FREE Web Site Design You only Pay for hosting
We can setup and maintain your online store using our own Cequin shopping cart or open source zen-cart. Either way you will have a compehensive e commerce solution.
The e commerce web site will be completely customised to your requirements. The Cequin cart has the additional features of generating search engine friendly product pages.
For payment receipt the shopping cart can be linked to PayPal, WorldPay etc.
Most ecommerce merchants leave the mechanics to their hosting company or IT staff, but it helps to understand the basic principles. Any system has to meet four requirements:
Privacy is handled by encryption. In PKI (public key infrastructure) a message is encrypted by a public key, and decrypted by a private key. The public key is widely distributed, but only the recipient has the private key. For authentication (proving the identity of the sender, since only the sender has the particular key) the encrypted message is encrypted again, but this time with a private key. Such procedures form the basis of RSA (used by banks and governments) and PGP (Pretty Good Privacy, used to encrypt emails).

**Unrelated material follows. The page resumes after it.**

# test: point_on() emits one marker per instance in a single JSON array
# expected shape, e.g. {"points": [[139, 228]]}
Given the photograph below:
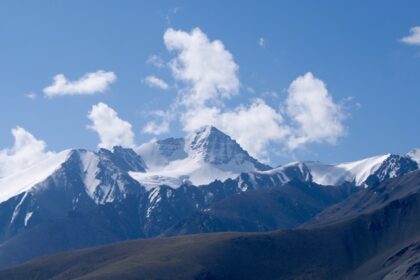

Unfortunately, PKI is not an efficient way of sending large amounts of information, and is often used only as a first step - to allow two parties to agree upon a key for symmetric secret key encryption. Here sender and recipient use keys that are generated for the particular message by a third body: a key distribution center. The keys are not identical, but each is shared with the key distribution center, which allows the message to be read. Then the symmetric keys are encrypted in the RSA manner, and rules set under various protocols. Naturally, the private keys have to be kept secret, and most security lapses indeed arise here.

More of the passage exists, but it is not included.